I had been discussing my course tonight with my husband. I commented that my MAPP colleagues and I all came from different backgrounds of the Performing Arts and didn't always agree on aspects of whether a dance work had merits or not. He, not coming from a dance background, said, that he hadn't enjoyed the album Tubular Bells by Mike Oldfield to start with but on listening to it several times he had discovered the different layers within it.
It made me think of the different layers that exist when we look at choreographers, their dance pieces, genres and how we build on them.
When I first went to collage and started teaching I thought, I hated contemporary dance. Why is someone dancing in a tea bag I thought? Why on earth would you just walk about the stage and occasionally do a 'gymnastic' movement with your fellow dancer? How can it be 'dance' when all you are doing is gesturing, not pointing your toes and pushing, shoving and rolling on the floor with your fellow dancers?

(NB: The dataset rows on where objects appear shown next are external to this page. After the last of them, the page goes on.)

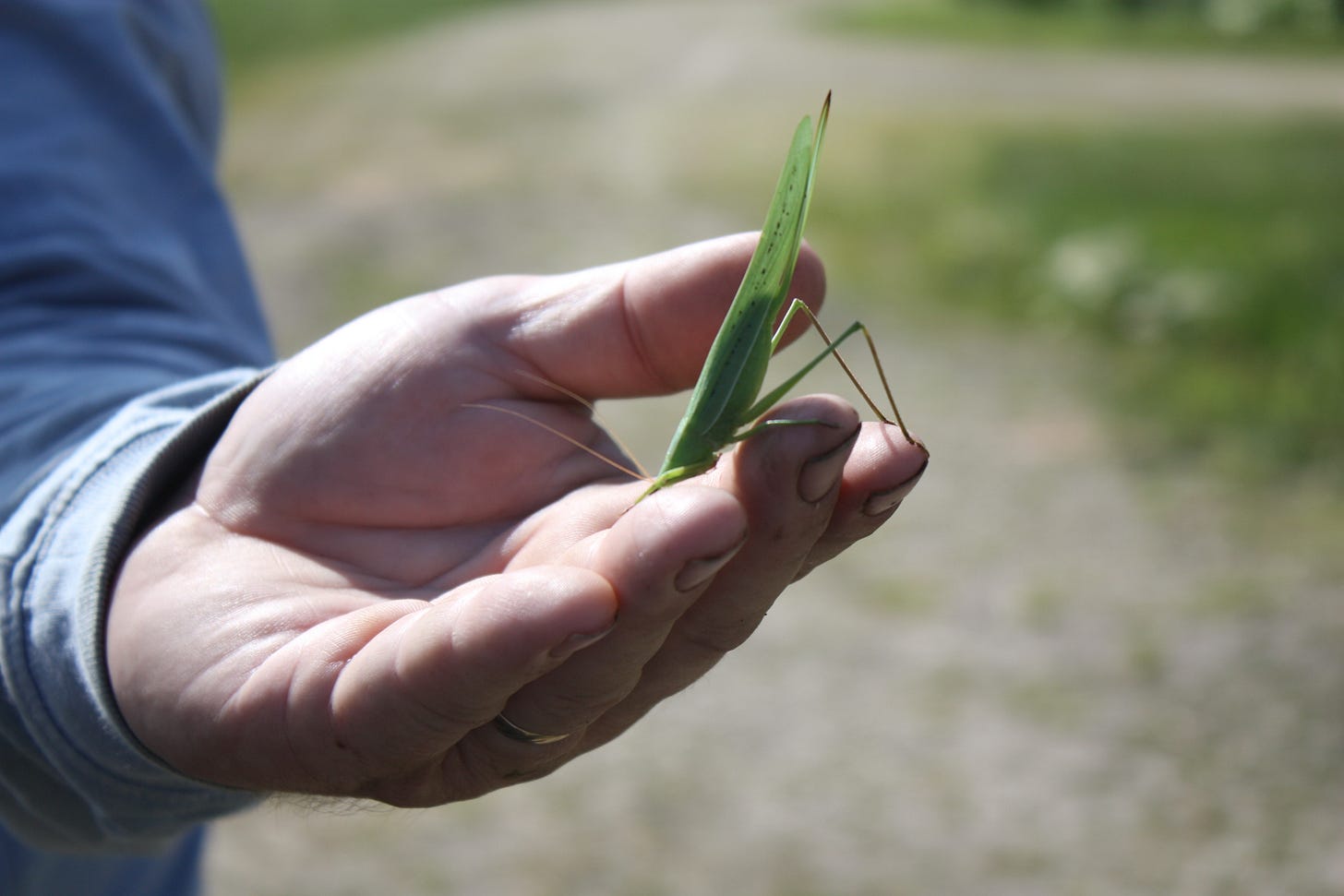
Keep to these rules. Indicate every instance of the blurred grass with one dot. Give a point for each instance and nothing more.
(258, 32)
(1160, 27)
(1203, 264)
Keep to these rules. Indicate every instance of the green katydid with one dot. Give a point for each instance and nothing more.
(725, 402)
(726, 395)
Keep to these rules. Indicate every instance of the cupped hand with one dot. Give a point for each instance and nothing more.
(401, 536)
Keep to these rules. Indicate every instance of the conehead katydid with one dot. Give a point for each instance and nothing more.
(726, 402)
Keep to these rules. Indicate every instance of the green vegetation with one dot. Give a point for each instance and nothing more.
(256, 32)
(1205, 264)
(1225, 26)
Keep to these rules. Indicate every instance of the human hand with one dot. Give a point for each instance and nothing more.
(370, 567)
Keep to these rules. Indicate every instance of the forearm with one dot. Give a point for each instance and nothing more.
(128, 324)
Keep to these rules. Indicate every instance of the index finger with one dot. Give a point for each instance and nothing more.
(642, 327)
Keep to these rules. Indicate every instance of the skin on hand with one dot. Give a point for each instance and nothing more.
(367, 571)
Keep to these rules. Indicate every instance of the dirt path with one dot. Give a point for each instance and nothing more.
(1052, 675)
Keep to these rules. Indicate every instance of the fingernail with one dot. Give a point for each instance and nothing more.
(578, 641)
(701, 569)
(881, 503)
(822, 473)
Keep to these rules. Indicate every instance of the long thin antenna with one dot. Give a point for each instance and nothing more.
(569, 438)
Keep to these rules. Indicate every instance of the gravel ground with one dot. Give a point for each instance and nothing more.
(1054, 672)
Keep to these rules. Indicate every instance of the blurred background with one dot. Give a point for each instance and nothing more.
(1101, 244)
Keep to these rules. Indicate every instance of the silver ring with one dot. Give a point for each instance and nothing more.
(523, 735)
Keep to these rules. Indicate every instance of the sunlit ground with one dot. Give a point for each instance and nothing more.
(1098, 651)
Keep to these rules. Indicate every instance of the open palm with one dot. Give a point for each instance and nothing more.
(371, 566)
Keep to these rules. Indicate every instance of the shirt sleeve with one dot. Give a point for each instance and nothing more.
(129, 330)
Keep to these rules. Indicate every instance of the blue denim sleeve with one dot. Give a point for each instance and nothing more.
(129, 330)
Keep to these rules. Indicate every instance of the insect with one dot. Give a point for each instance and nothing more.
(726, 402)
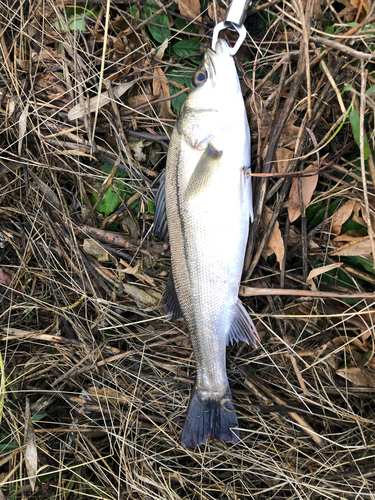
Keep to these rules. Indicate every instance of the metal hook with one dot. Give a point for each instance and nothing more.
(233, 21)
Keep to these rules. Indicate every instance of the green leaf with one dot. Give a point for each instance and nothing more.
(185, 48)
(7, 446)
(182, 25)
(182, 76)
(366, 263)
(150, 206)
(111, 202)
(351, 225)
(159, 25)
(347, 88)
(38, 417)
(355, 123)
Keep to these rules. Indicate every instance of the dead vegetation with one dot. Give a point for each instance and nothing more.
(94, 382)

I started teaching GCSE and A Level Dance around 2006. This opened my eyes to professional dance works that were not in my radar. My first knowledge of Marie Rambert was when my Mother told me that her cousin had been in the Ballet Rambert. This was in the early days when Marie Ramberts company concentrated on classical dance. When I started to research the company from 1966 when Marie chose Norman Morrice as Associate Director, I was amazed at the wealth of pieces. Glen Tetley's Pierrot Lunaire 1967 and Christopher Bruce's Ghost Dances 1981. This led to the most recent specification of professional works for GCSE Dance. Artificial Things by Stopgap Dance, Emancipation of Expression by Boy Blue and Within Her Eyes by James Cousins. To be honest they blew my mind!
The more I watched the pieces and delved into the why, what and where, the more I understood and discovered that dance has so many layers.
Just like Tubular Bells went against the convention of the day, but when you listened to the whole album the instruments built up and made sense, dance and its many genres continues to build. From humble beginnings it builds to a crescendo. Like life. You start from no where but who knows where your path will lead you?